Hold on Mum’s and Dad’s

The daily grind of living life and the pitfalls that accompany parenting. Am I doing it right? Have I done enough? Have I already screwed up my children? School drop offs, Kindergarten pickups, back-packs and soiled lunch boxes. Scribbled hands and dirt stained shorts, runny noses, and scratchy coughs. Scrambling grocery runs — while baby is exercising lung capacity. Where does the time go? And better yet how the hell do we keep it up or together.

Screaming kids demanding… “I want a sandwich, I want crackers, I want a bottle.” I want, I want, I want. Pulling on the last fabric of your sanity. Instead of shackles, or the home detention bracelet, you are wearing toddlers and your sentence is not 3 months but 18 fucking years. This reverberates around your ringing ears and then drops out of sound seeking a disconnection in spite of those high pitched demands. One last time… 18 years.
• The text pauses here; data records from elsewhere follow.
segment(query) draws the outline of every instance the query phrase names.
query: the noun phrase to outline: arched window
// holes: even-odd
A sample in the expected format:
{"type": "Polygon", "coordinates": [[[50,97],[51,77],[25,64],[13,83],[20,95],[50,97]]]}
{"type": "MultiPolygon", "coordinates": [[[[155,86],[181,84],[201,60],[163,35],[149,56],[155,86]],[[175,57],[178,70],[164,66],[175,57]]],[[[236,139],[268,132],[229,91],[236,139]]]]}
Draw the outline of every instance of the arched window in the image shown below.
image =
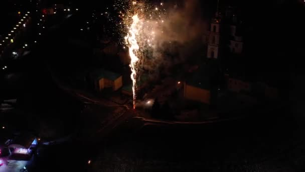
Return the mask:
{"type": "Polygon", "coordinates": [[[214,50],[212,50],[211,51],[211,57],[214,58],[214,56],[215,56],[215,52],[214,52],[214,50]]]}

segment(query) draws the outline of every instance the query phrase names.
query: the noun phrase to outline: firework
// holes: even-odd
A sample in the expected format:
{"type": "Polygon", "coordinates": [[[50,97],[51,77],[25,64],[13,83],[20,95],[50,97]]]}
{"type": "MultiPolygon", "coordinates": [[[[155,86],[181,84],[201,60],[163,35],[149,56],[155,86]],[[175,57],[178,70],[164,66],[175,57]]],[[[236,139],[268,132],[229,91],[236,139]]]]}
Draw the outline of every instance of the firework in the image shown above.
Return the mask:
{"type": "MultiPolygon", "coordinates": [[[[163,3],[161,4],[163,6],[163,3]]],[[[163,33],[160,24],[164,22],[162,16],[165,9],[149,5],[144,1],[117,1],[114,5],[118,11],[121,33],[125,35],[124,46],[128,47],[130,57],[129,66],[132,81],[133,108],[135,108],[137,80],[139,78],[145,53],[156,44],[156,37],[163,33]],[[123,25],[121,25],[121,24],[123,25]],[[127,32],[125,31],[127,30],[127,32]]]]}
{"type": "Polygon", "coordinates": [[[132,93],[133,95],[133,109],[135,108],[136,100],[136,74],[137,74],[137,63],[139,58],[136,56],[136,52],[139,49],[139,46],[136,40],[136,36],[138,35],[138,23],[139,19],[137,15],[132,17],[132,23],[129,30],[129,33],[125,37],[129,47],[129,54],[130,57],[130,64],[129,66],[131,70],[130,77],[132,80],[132,93]]]}

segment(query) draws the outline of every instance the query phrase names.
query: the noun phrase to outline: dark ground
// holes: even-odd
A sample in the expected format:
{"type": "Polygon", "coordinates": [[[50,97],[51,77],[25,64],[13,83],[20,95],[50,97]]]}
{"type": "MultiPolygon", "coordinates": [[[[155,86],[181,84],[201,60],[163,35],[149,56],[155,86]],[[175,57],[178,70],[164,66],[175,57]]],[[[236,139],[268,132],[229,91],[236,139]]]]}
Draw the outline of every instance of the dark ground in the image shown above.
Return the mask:
{"type": "MultiPolygon", "coordinates": [[[[14,64],[18,69],[15,73],[21,73],[22,79],[14,84],[16,88],[10,90],[7,86],[2,89],[2,95],[8,95],[8,98],[13,95],[20,100],[19,110],[1,114],[9,126],[15,119],[18,125],[12,125],[12,129],[26,128],[39,133],[40,128],[35,125],[53,120],[51,126],[63,124],[56,130],[60,136],[77,133],[66,143],[43,149],[43,157],[38,158],[34,171],[303,171],[305,169],[302,70],[289,70],[291,82],[285,105],[272,110],[258,109],[245,119],[202,125],[144,127],[140,121],[129,120],[107,137],[86,136],[82,131],[89,126],[92,127],[90,131],[94,126],[99,127],[96,121],[92,122],[96,117],[81,113],[82,103],[58,88],[46,67],[56,66],[59,73],[65,72],[62,76],[64,76],[90,64],[90,48],[69,41],[69,37],[79,34],[78,22],[75,20],[64,26],[63,31],[52,31],[26,60],[14,64]],[[74,27],[75,33],[69,30],[74,27]],[[54,66],[56,63],[58,65],[54,66]],[[92,160],[89,166],[88,159],[92,160]]],[[[85,39],[81,35],[77,39],[85,39]]],[[[94,114],[100,113],[102,116],[106,113],[93,109],[99,111],[94,114]]]]}

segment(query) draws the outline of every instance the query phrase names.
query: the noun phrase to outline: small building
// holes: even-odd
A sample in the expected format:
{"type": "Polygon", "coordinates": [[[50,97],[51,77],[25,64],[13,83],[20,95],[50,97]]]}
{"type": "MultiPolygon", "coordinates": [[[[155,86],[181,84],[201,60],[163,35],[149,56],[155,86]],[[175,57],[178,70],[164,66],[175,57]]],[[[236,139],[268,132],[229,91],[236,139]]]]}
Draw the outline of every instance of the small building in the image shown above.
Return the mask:
{"type": "Polygon", "coordinates": [[[9,148],[14,157],[29,158],[32,156],[32,150],[38,142],[35,136],[24,133],[17,136],[9,145],[9,148]]]}
{"type": "Polygon", "coordinates": [[[228,79],[228,90],[234,92],[240,92],[243,91],[250,92],[251,90],[250,83],[245,80],[229,77],[228,79]]]}
{"type": "Polygon", "coordinates": [[[122,94],[127,96],[132,96],[132,85],[129,84],[123,87],[122,88],[122,94]]]}
{"type": "MultiPolygon", "coordinates": [[[[213,64],[202,65],[189,74],[184,84],[184,97],[186,99],[210,105],[213,78],[217,77],[213,64]]],[[[214,87],[216,88],[217,87],[214,87]]]]}
{"type": "Polygon", "coordinates": [[[207,89],[203,84],[198,82],[197,83],[185,83],[184,96],[187,99],[200,102],[209,105],[211,103],[211,92],[207,89]]]}
{"type": "Polygon", "coordinates": [[[91,74],[95,90],[101,91],[105,88],[116,91],[122,85],[122,75],[104,69],[98,69],[91,74]]]}

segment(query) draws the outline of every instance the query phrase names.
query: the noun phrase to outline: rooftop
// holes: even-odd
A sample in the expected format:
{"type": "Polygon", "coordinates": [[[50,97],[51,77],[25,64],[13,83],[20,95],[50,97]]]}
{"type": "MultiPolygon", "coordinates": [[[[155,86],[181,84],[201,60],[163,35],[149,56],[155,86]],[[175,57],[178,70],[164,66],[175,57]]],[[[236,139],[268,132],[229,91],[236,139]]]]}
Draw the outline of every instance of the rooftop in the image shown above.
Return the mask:
{"type": "Polygon", "coordinates": [[[187,84],[202,89],[211,89],[211,77],[213,67],[209,65],[201,66],[195,71],[189,74],[187,84]]]}
{"type": "Polygon", "coordinates": [[[121,76],[121,74],[104,69],[95,70],[91,74],[91,77],[95,79],[99,80],[104,78],[110,80],[115,80],[121,76]]]}

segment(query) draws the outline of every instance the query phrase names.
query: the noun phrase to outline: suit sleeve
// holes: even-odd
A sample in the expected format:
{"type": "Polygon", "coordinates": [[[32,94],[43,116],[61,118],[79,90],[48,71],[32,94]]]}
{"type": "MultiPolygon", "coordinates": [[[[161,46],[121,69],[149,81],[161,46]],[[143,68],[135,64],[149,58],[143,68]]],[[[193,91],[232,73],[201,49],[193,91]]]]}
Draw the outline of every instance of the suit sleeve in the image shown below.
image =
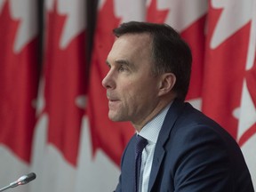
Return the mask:
{"type": "Polygon", "coordinates": [[[182,134],[182,140],[177,135],[175,191],[233,191],[232,161],[220,134],[200,125],[182,134]]]}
Relationships. What the hell happened to this existential past-time that was the throbbing heart beat of your now fading past. The existence you long for; like a bowl of melting hot chocolate, over your favorite ice cream, just past midnight. Oh how the thought beckons the past into the present. The longing is only for a brief second or two, but you know what this means. It is an extension of what used to be you. The you who is all forgotten, the you who always comes last, the you who takes a back seat to everything. The you who you don’t anymore, this you is struggling to raise children.

Then a smile, a cuddle, a playful nudge, “I love you mummy, I love you daddy.” your heart skips a beat and you don’t even notice. Eyes beaming with pride. Success, my child actually loves me. Those dimples, curved up corners of the lips and bright shining eyes. And you feel like you again, even if it is for one second or two, you feel you again. And the you that you forgot about resurfaces for a moment in time. You swear you would not change anything for the independence you once held with a death like grip. The magic of parenting, and the juggling hell, all compressed, like a laughing time bomb we hold in our fragile hands.
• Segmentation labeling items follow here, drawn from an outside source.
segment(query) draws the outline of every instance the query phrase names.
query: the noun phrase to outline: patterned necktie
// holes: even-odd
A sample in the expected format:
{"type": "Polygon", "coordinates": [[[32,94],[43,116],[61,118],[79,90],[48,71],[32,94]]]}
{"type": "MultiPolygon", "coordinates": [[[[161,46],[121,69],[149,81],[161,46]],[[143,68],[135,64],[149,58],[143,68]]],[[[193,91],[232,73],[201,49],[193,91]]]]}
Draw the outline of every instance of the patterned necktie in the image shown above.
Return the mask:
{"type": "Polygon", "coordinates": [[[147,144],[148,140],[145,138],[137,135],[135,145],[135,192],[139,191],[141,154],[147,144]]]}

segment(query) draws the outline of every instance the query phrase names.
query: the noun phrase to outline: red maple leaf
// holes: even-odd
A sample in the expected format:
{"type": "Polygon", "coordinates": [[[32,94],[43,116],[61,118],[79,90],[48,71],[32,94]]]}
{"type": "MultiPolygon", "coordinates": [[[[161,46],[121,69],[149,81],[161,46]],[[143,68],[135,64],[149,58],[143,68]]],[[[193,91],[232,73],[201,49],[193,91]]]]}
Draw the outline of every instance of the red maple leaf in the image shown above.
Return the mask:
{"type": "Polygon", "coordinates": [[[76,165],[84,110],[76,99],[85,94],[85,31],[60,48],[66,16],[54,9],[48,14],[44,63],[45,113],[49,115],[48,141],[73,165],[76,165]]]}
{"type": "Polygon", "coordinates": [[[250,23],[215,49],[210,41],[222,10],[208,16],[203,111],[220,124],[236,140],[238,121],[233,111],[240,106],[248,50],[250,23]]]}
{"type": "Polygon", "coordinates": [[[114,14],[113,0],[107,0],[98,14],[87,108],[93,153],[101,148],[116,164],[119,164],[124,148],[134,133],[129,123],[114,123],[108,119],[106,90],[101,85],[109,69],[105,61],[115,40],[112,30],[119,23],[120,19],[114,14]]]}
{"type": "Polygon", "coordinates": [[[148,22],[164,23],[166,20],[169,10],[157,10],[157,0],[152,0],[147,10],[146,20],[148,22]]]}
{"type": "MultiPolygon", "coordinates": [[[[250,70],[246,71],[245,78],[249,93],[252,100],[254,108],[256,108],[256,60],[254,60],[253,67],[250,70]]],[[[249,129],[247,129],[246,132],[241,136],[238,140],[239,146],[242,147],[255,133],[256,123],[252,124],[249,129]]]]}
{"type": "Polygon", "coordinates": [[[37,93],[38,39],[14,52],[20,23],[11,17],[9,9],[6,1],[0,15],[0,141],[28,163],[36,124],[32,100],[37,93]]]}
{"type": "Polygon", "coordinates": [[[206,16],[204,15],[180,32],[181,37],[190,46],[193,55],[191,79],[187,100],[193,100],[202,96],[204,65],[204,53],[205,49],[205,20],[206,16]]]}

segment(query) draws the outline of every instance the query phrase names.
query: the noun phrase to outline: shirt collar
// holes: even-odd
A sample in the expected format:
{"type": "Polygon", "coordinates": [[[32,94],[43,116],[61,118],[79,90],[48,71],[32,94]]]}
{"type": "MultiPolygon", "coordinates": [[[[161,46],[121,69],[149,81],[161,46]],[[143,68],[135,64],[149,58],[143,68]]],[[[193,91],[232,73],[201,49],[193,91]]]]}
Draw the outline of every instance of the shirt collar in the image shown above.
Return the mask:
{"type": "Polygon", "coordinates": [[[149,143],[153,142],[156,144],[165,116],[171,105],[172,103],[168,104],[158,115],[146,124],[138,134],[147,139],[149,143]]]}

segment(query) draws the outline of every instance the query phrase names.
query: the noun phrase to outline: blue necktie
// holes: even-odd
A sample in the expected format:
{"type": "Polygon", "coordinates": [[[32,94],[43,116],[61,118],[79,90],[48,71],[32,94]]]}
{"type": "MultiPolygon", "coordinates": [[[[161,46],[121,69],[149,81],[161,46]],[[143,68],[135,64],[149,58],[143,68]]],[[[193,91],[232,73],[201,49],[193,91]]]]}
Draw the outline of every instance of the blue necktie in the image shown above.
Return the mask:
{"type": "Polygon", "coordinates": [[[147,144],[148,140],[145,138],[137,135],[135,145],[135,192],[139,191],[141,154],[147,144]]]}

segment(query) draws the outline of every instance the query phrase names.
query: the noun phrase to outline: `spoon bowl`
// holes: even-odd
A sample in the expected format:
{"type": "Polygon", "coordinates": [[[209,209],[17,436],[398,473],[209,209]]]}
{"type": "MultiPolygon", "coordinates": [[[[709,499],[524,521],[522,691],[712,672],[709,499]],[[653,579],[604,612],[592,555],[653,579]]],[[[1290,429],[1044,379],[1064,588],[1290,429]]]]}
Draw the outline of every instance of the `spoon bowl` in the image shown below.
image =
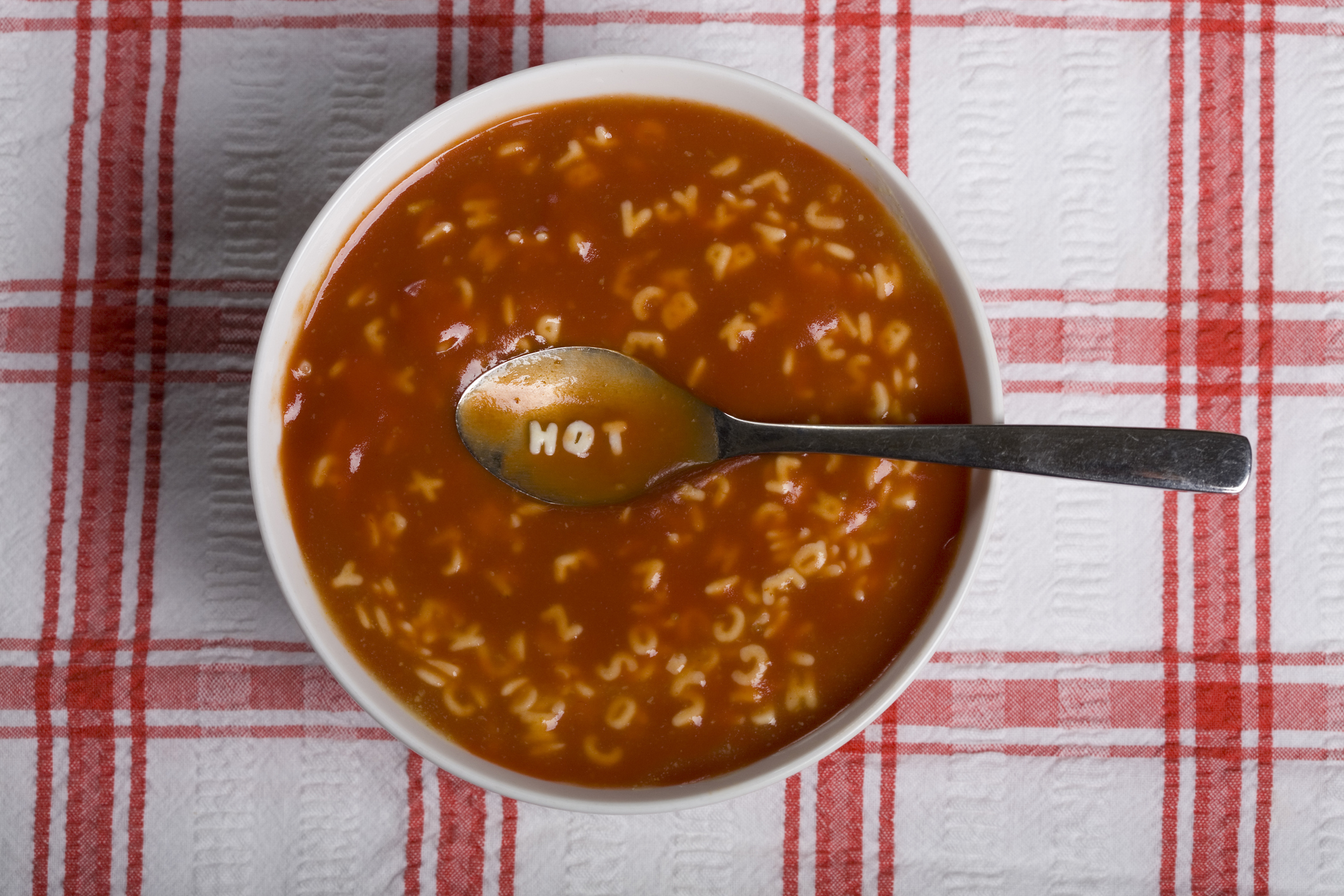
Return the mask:
{"type": "Polygon", "coordinates": [[[1183,492],[1241,492],[1250,442],[1232,433],[1106,426],[754,423],[638,361],[586,345],[491,368],[457,402],[480,463],[550,504],[617,504],[745,454],[855,454],[1183,492]]]}

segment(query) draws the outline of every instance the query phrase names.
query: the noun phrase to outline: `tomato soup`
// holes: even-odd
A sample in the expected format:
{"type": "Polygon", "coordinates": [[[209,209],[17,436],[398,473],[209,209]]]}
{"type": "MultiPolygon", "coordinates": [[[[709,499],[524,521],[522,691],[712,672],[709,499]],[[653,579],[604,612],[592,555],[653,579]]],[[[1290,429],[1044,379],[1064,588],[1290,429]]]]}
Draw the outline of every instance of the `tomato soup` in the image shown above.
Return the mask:
{"type": "MultiPolygon", "coordinates": [[[[937,285],[829,159],[688,102],[503,121],[366,216],[289,363],[294,532],[379,681],[482,758],[607,787],[741,767],[872,684],[939,594],[969,472],[763,455],[539,502],[472,458],[454,410],[552,345],[624,352],[746,419],[970,418],[937,285]]],[[[633,420],[538,419],[531,447],[637,451],[633,420]]]]}

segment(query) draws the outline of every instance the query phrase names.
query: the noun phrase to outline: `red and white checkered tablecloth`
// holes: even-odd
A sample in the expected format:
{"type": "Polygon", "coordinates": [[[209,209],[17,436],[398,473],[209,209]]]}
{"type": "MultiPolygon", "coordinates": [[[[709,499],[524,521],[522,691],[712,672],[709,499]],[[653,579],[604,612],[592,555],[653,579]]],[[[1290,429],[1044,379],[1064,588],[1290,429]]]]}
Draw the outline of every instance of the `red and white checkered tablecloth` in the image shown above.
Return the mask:
{"type": "Polygon", "coordinates": [[[1340,0],[0,0],[0,893],[1344,892],[1340,0]],[[1009,422],[1241,431],[1239,497],[1008,477],[878,724],[708,809],[441,772],[309,650],[251,352],[372,149],[513,69],[754,71],[906,169],[1009,422]]]}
A few years go by, and the you remembered is not the same you. You have changed, not so much in what you love and don’t love, but in how you react or choose not to react. The you now has flowered, gradually, obscuring that you of yesteryear. You let go. Because of love, because of the screaming, tantrums, bottles made and bottles washed, asses wiped, baths, toys, dinners eaten and most of the time not eaten. Bed time perfection versus bed time disasters; more often than not. We survive, and with this we change.

Those little shits help shape us into responsible adults. Patience, wisdom, kindness, along with destroyed fraying furniture and carpets that look: well… like animal rugs rather than carpets. And the car… the bloody car… You already know!!!